The purpose of the Women Coaching Sports workshop series is threefold:
1. To provide cutting-edge, research-based educational workshops for females who coach at the interscholastic and youth levels
2. To provide an opportunity for female coaches to build community, network, and develop on-going support for each other throughout their coaching tenures
3. To attract, develop, retain and empower diverse female coaches

The series is a collaborative outreach project of two entities at the University of Minnesota—the Tucker Center for Research on Girls & Women in Sport and the Minnesota Youth Sport Research Consortium.

I would love to hear your ideas about content to include in the workshop series or ideas you may have. Stay tuned for more information about this exciting venture!
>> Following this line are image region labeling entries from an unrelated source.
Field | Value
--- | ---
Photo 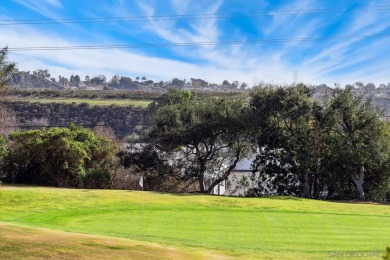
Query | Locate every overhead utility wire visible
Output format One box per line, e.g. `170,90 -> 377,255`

8,34 -> 390,52
0,5 -> 390,25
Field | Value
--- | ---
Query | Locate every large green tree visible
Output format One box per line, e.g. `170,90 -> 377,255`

5,125 -> 115,188
251,84 -> 327,198
327,89 -> 390,200
150,90 -> 250,193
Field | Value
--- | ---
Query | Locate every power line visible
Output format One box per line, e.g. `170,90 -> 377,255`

0,5 -> 390,25
8,34 -> 390,52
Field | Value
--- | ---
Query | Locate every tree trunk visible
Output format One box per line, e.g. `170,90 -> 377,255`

352,165 -> 366,200
303,170 -> 310,198
198,176 -> 205,193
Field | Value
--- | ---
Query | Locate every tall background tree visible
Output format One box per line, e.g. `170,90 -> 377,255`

150,90 -> 250,193
0,47 -> 16,88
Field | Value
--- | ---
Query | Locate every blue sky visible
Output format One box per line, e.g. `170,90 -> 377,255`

0,0 -> 390,85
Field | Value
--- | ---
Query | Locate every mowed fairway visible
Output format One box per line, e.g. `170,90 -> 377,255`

0,187 -> 390,259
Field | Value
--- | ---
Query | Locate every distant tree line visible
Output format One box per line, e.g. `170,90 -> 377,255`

141,84 -> 390,201
0,48 -> 390,201
10,69 -> 248,91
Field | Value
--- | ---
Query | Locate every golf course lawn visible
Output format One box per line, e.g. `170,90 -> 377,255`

0,186 -> 390,259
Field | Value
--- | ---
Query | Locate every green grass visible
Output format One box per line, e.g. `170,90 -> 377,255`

11,98 -> 151,108
0,187 -> 390,259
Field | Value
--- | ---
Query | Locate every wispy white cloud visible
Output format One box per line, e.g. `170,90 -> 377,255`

15,0 -> 63,18
171,0 -> 191,14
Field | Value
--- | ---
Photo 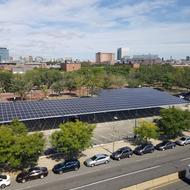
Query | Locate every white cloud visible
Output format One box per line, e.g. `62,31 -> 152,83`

0,0 -> 190,58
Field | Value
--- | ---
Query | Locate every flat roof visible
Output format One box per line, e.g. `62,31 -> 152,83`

0,88 -> 188,123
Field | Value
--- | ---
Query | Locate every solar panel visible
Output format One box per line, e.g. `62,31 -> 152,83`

0,88 -> 187,123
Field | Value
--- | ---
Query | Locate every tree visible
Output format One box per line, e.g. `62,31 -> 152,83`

0,120 -> 45,170
51,80 -> 65,95
11,75 -> 33,100
158,108 -> 190,138
50,121 -> 95,157
40,85 -> 48,98
0,71 -> 13,92
134,121 -> 159,141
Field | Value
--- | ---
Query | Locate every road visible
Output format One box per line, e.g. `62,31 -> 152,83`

155,180 -> 190,190
7,146 -> 190,190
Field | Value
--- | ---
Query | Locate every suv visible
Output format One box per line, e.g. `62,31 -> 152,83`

52,159 -> 80,174
176,136 -> 190,146
111,147 -> 133,160
0,175 -> 11,189
155,141 -> 176,150
134,144 -> 154,155
84,154 -> 110,167
16,167 -> 48,183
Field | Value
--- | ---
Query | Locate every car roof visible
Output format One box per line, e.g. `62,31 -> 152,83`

118,146 -> 131,150
94,154 -> 108,158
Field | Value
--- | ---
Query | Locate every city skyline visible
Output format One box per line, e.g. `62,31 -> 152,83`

0,0 -> 190,60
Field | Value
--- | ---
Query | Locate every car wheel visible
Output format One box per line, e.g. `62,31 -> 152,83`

40,175 -> 44,179
1,184 -> 6,189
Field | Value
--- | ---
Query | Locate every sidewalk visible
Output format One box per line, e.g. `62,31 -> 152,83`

38,137 -> 160,170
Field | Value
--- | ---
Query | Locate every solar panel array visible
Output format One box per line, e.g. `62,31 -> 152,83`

0,88 -> 187,123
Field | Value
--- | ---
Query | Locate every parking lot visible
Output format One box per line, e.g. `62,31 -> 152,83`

92,117 -> 154,145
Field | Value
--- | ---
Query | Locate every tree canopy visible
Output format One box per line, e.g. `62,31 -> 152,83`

158,108 -> 190,138
0,120 -> 45,170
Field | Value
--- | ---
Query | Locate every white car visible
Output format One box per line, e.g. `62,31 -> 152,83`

176,136 -> 190,146
0,175 -> 11,189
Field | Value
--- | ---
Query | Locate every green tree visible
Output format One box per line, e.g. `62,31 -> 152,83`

40,84 -> 48,98
0,120 -> 45,170
51,80 -> 65,95
63,73 -> 77,93
50,121 -> 95,157
158,108 -> 190,138
134,121 -> 159,141
11,75 -> 33,100
0,71 -> 13,92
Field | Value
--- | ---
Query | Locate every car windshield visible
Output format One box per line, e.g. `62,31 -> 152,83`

160,141 -> 168,146
139,144 -> 147,149
0,175 -> 7,179
116,149 -> 123,154
91,155 -> 97,161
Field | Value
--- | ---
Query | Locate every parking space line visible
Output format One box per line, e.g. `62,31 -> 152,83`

180,158 -> 190,162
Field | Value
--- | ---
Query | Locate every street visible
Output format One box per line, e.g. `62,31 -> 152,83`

7,145 -> 190,190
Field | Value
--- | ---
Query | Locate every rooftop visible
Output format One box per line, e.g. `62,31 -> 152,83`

0,88 -> 187,123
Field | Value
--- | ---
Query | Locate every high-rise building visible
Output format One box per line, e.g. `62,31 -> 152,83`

0,47 -> 9,62
96,52 -> 115,65
117,48 -> 128,60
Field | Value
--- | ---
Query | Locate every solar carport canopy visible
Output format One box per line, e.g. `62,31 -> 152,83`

0,88 -> 187,123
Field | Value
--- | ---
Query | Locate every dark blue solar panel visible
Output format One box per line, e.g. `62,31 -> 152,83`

0,88 -> 187,123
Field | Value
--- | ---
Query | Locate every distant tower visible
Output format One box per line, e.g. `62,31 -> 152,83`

117,48 -> 128,60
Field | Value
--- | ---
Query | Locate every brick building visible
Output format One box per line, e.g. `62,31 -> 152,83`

96,52 -> 115,65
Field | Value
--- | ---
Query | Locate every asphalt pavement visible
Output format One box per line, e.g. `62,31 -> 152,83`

7,145 -> 190,190
155,180 -> 190,190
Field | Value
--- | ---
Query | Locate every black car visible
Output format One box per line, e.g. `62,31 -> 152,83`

111,147 -> 133,160
155,141 -> 176,150
52,159 -> 80,174
16,167 -> 48,183
133,144 -> 154,155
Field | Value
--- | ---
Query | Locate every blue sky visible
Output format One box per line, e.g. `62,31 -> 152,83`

0,0 -> 190,60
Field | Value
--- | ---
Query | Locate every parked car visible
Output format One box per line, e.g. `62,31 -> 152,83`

52,159 -> 80,174
0,175 -> 11,189
16,167 -> 48,183
177,92 -> 190,100
133,144 -> 154,155
176,136 -> 190,146
155,141 -> 176,150
111,146 -> 133,160
44,148 -> 58,156
84,154 -> 110,167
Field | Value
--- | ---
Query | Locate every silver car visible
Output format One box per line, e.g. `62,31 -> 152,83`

84,154 -> 110,167
176,136 -> 190,146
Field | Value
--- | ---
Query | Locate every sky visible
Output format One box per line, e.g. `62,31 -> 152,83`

0,0 -> 190,60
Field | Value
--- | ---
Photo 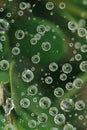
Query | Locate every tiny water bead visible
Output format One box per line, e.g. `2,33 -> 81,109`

37,25 -> 46,35
22,69 -> 34,83
39,97 -> 51,109
73,78 -> 83,89
0,19 -> 9,34
54,87 -> 64,98
59,73 -> 67,81
49,62 -> 58,72
59,2 -> 66,9
62,63 -> 72,74
60,98 -> 74,112
28,120 -> 37,129
79,61 -> 87,72
4,124 -> 15,130
12,47 -> 20,56
65,82 -> 74,90
46,2 -> 54,10
41,42 -> 51,51
37,113 -> 48,123
68,21 -> 78,31
28,85 -> 38,96
45,76 -> 53,84
15,30 -> 25,40
63,123 -> 75,130
0,60 -> 10,71
30,38 -> 37,45
20,98 -> 30,108
54,114 -> 66,126
31,55 -> 40,64
75,100 -> 85,111
49,107 -> 58,116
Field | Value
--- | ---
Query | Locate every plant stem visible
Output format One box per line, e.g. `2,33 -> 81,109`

0,83 -> 13,124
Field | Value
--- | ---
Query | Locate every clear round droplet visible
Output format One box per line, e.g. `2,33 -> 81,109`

49,107 -> 58,116
28,85 -> 38,96
75,100 -> 85,111
73,78 -> 83,89
12,47 -> 20,56
15,30 -> 25,40
31,55 -> 40,64
54,114 -> 66,126
79,61 -> 87,72
49,62 -> 58,72
45,76 -> 53,84
68,21 -> 78,31
62,63 -> 72,74
60,98 -> 74,112
65,82 -> 74,90
81,44 -> 87,53
37,113 -> 48,123
39,97 -> 51,109
63,123 -> 75,130
0,19 -> 9,34
20,98 -> 30,108
54,87 -> 64,98
28,120 -> 37,129
41,42 -> 51,51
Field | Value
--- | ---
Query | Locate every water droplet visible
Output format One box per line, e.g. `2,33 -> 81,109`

80,61 -> 87,72
73,78 -> 83,89
62,63 -> 72,74
49,62 -> 58,72
49,107 -> 58,116
28,85 -> 38,96
39,97 -> 51,109
12,47 -> 20,56
15,30 -> 25,40
45,76 -> 53,84
75,100 -> 85,111
37,113 -> 48,123
46,2 -> 54,10
22,69 -> 34,83
54,114 -> 66,126
20,98 -> 30,108
0,60 -> 9,71
54,87 -> 64,97
41,42 -> 51,51
60,98 -> 74,112
63,124 -> 75,130
28,120 -> 37,129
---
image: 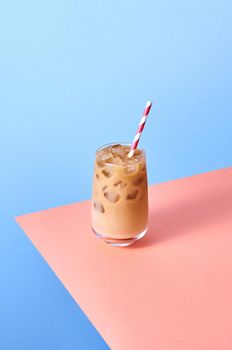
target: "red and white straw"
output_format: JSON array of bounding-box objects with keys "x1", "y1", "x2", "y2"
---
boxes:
[{"x1": 127, "y1": 101, "x2": 152, "y2": 158}]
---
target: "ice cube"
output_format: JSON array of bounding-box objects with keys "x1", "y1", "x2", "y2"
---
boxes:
[
  {"x1": 133, "y1": 176, "x2": 143, "y2": 186},
  {"x1": 125, "y1": 162, "x2": 138, "y2": 174},
  {"x1": 114, "y1": 181, "x2": 127, "y2": 189},
  {"x1": 93, "y1": 202, "x2": 105, "y2": 214},
  {"x1": 101, "y1": 168, "x2": 113, "y2": 177},
  {"x1": 114, "y1": 156, "x2": 124, "y2": 165},
  {"x1": 126, "y1": 190, "x2": 139, "y2": 200},
  {"x1": 104, "y1": 191, "x2": 120, "y2": 203}
]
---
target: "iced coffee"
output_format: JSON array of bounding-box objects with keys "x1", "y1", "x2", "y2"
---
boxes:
[{"x1": 91, "y1": 144, "x2": 148, "y2": 246}]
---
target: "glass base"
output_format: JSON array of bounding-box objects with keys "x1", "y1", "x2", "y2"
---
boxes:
[{"x1": 92, "y1": 227, "x2": 147, "y2": 247}]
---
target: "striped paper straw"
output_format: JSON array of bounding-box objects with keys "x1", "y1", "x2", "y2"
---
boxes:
[{"x1": 127, "y1": 101, "x2": 152, "y2": 158}]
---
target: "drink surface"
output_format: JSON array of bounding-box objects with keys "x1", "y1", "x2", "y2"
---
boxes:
[{"x1": 91, "y1": 144, "x2": 148, "y2": 239}]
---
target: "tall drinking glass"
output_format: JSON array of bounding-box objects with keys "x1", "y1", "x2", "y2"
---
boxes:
[{"x1": 91, "y1": 143, "x2": 148, "y2": 246}]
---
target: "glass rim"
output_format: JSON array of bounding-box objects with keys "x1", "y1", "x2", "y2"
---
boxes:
[{"x1": 95, "y1": 142, "x2": 146, "y2": 167}]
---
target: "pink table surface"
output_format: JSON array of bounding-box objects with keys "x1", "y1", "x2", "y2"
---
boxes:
[{"x1": 16, "y1": 168, "x2": 232, "y2": 350}]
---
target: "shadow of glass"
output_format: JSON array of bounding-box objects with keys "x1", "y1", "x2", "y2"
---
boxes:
[{"x1": 134, "y1": 183, "x2": 232, "y2": 248}]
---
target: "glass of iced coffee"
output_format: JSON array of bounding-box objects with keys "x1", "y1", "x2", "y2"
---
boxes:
[{"x1": 91, "y1": 143, "x2": 148, "y2": 246}]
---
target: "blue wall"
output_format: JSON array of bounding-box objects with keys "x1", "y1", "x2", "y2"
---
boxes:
[{"x1": 0, "y1": 0, "x2": 232, "y2": 350}]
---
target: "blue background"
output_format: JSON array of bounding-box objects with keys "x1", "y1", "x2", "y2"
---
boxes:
[{"x1": 0, "y1": 0, "x2": 232, "y2": 350}]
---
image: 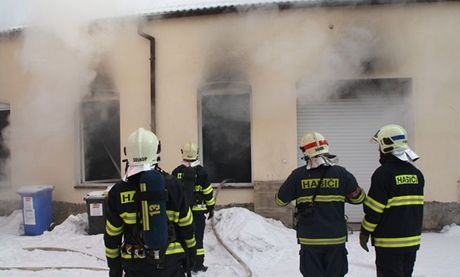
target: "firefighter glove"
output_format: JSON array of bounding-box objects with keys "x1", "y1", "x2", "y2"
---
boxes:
[
  {"x1": 208, "y1": 207, "x2": 214, "y2": 220},
  {"x1": 187, "y1": 247, "x2": 196, "y2": 268},
  {"x1": 359, "y1": 231, "x2": 369, "y2": 252}
]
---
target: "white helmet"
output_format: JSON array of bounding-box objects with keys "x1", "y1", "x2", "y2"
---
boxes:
[
  {"x1": 126, "y1": 128, "x2": 161, "y2": 166},
  {"x1": 300, "y1": 132, "x2": 329, "y2": 158},
  {"x1": 180, "y1": 142, "x2": 198, "y2": 161},
  {"x1": 372, "y1": 124, "x2": 409, "y2": 154}
]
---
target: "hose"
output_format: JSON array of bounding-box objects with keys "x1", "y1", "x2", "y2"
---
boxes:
[{"x1": 211, "y1": 179, "x2": 252, "y2": 277}]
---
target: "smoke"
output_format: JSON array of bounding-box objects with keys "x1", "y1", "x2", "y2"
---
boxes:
[{"x1": 0, "y1": 0, "x2": 150, "y2": 190}]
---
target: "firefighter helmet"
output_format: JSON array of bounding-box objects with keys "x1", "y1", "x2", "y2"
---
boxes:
[
  {"x1": 300, "y1": 131, "x2": 329, "y2": 158},
  {"x1": 126, "y1": 128, "x2": 160, "y2": 166},
  {"x1": 180, "y1": 142, "x2": 198, "y2": 161},
  {"x1": 372, "y1": 124, "x2": 409, "y2": 154}
]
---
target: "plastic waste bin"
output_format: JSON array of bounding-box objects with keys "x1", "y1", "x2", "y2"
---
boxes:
[
  {"x1": 17, "y1": 185, "x2": 54, "y2": 236},
  {"x1": 84, "y1": 191, "x2": 107, "y2": 235}
]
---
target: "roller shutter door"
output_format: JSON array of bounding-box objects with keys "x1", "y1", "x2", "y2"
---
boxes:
[{"x1": 297, "y1": 78, "x2": 408, "y2": 222}]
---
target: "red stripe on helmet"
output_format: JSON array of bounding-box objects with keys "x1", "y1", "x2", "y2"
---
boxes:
[{"x1": 302, "y1": 140, "x2": 328, "y2": 151}]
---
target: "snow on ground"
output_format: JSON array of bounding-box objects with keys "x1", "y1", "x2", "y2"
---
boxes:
[{"x1": 0, "y1": 208, "x2": 460, "y2": 277}]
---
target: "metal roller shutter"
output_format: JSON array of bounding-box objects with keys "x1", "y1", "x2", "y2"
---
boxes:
[{"x1": 297, "y1": 78, "x2": 408, "y2": 222}]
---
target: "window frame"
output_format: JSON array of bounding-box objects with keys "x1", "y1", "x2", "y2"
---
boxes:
[
  {"x1": 197, "y1": 81, "x2": 254, "y2": 188},
  {"x1": 75, "y1": 94, "x2": 123, "y2": 188}
]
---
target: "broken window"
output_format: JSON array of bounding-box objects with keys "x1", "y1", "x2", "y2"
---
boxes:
[
  {"x1": 0, "y1": 103, "x2": 10, "y2": 186},
  {"x1": 200, "y1": 82, "x2": 251, "y2": 183},
  {"x1": 80, "y1": 71, "x2": 121, "y2": 183}
]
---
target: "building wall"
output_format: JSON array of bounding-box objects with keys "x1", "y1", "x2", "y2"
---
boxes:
[{"x1": 0, "y1": 3, "x2": 460, "y2": 227}]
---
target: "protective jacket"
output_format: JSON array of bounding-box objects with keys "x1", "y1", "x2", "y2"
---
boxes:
[
  {"x1": 275, "y1": 165, "x2": 365, "y2": 246},
  {"x1": 172, "y1": 163, "x2": 216, "y2": 212},
  {"x1": 361, "y1": 154, "x2": 425, "y2": 252},
  {"x1": 104, "y1": 168, "x2": 196, "y2": 269}
]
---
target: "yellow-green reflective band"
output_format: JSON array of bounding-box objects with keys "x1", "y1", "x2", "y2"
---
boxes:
[
  {"x1": 192, "y1": 205, "x2": 208, "y2": 211},
  {"x1": 140, "y1": 183, "x2": 150, "y2": 231},
  {"x1": 387, "y1": 195, "x2": 424, "y2": 208},
  {"x1": 299, "y1": 236, "x2": 347, "y2": 245},
  {"x1": 296, "y1": 195, "x2": 345, "y2": 204},
  {"x1": 178, "y1": 208, "x2": 193, "y2": 227},
  {"x1": 120, "y1": 212, "x2": 136, "y2": 224},
  {"x1": 361, "y1": 219, "x2": 377, "y2": 233},
  {"x1": 185, "y1": 236, "x2": 196, "y2": 248},
  {"x1": 275, "y1": 196, "x2": 288, "y2": 207},
  {"x1": 206, "y1": 198, "x2": 216, "y2": 206},
  {"x1": 350, "y1": 191, "x2": 366, "y2": 204},
  {"x1": 105, "y1": 247, "x2": 120, "y2": 259},
  {"x1": 105, "y1": 220, "x2": 123, "y2": 234},
  {"x1": 166, "y1": 242, "x2": 185, "y2": 255},
  {"x1": 202, "y1": 185, "x2": 212, "y2": 194},
  {"x1": 395, "y1": 174, "x2": 418, "y2": 185},
  {"x1": 374, "y1": 236, "x2": 422, "y2": 248},
  {"x1": 364, "y1": 195, "x2": 385, "y2": 214},
  {"x1": 166, "y1": 210, "x2": 179, "y2": 223}
]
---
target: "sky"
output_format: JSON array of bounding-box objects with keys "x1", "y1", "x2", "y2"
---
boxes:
[{"x1": 0, "y1": 208, "x2": 460, "y2": 277}]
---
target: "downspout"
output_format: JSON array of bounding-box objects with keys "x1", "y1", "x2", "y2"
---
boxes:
[{"x1": 137, "y1": 25, "x2": 156, "y2": 133}]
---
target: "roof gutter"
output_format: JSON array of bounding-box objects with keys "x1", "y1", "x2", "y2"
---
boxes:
[{"x1": 137, "y1": 25, "x2": 156, "y2": 133}]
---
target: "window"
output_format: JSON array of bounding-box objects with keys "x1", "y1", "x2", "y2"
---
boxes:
[
  {"x1": 200, "y1": 82, "x2": 251, "y2": 184},
  {"x1": 80, "y1": 71, "x2": 121, "y2": 183},
  {"x1": 0, "y1": 103, "x2": 10, "y2": 187}
]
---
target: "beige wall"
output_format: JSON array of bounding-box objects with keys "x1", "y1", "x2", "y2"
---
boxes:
[{"x1": 0, "y1": 3, "x2": 460, "y2": 203}]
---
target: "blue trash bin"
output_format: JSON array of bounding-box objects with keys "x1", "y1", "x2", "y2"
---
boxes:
[{"x1": 17, "y1": 185, "x2": 54, "y2": 236}]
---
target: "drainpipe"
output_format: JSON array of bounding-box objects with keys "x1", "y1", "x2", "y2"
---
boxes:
[{"x1": 137, "y1": 26, "x2": 156, "y2": 133}]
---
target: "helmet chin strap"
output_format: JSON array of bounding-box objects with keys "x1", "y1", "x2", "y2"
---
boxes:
[{"x1": 305, "y1": 154, "x2": 338, "y2": 169}]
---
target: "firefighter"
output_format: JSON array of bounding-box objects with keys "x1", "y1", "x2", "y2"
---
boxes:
[
  {"x1": 275, "y1": 132, "x2": 366, "y2": 277},
  {"x1": 360, "y1": 124, "x2": 425, "y2": 277},
  {"x1": 104, "y1": 128, "x2": 196, "y2": 277},
  {"x1": 172, "y1": 142, "x2": 215, "y2": 273}
]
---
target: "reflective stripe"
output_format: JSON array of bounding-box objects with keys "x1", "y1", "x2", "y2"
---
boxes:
[
  {"x1": 364, "y1": 195, "x2": 385, "y2": 214},
  {"x1": 105, "y1": 247, "x2": 120, "y2": 259},
  {"x1": 299, "y1": 236, "x2": 347, "y2": 245},
  {"x1": 361, "y1": 219, "x2": 377, "y2": 233},
  {"x1": 374, "y1": 236, "x2": 422, "y2": 248},
  {"x1": 178, "y1": 208, "x2": 193, "y2": 227},
  {"x1": 105, "y1": 220, "x2": 123, "y2": 234},
  {"x1": 275, "y1": 196, "x2": 288, "y2": 207},
  {"x1": 140, "y1": 183, "x2": 150, "y2": 231},
  {"x1": 206, "y1": 198, "x2": 216, "y2": 206},
  {"x1": 120, "y1": 212, "x2": 136, "y2": 224},
  {"x1": 121, "y1": 242, "x2": 185, "y2": 260},
  {"x1": 166, "y1": 242, "x2": 185, "y2": 255},
  {"x1": 196, "y1": 248, "x2": 204, "y2": 256},
  {"x1": 350, "y1": 191, "x2": 366, "y2": 204},
  {"x1": 185, "y1": 236, "x2": 196, "y2": 248},
  {"x1": 201, "y1": 185, "x2": 212, "y2": 195},
  {"x1": 296, "y1": 195, "x2": 345, "y2": 204},
  {"x1": 387, "y1": 195, "x2": 424, "y2": 208},
  {"x1": 166, "y1": 210, "x2": 179, "y2": 223}
]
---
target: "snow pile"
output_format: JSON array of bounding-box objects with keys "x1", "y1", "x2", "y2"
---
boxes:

3 Replies to “Women Coaching Sports: A New Educational Series”

  1. I’m willing to bet that even when women are coaches that they are coaches for their daughters’ teams. The fact that it is a normal practice for men to coach their sons’ and daughters’ teams but only normal for women to coach daughters’ teams should be addressed. For instance, my dad coached both me and my brother in a number of sports. My best friend’s mom coaches her daughter’s softball team while the dad coaches his son’s football team. The same double standard is seen in higher level sports–the men can coach either men or women but the women can only coach women. So, how can moms and other women coach a young boy’s team successfully? How can they overcome the parents’ likely dissent and get the young boys to take them seriously as a coach who is every bit as (or maybe even more) knowledgeable?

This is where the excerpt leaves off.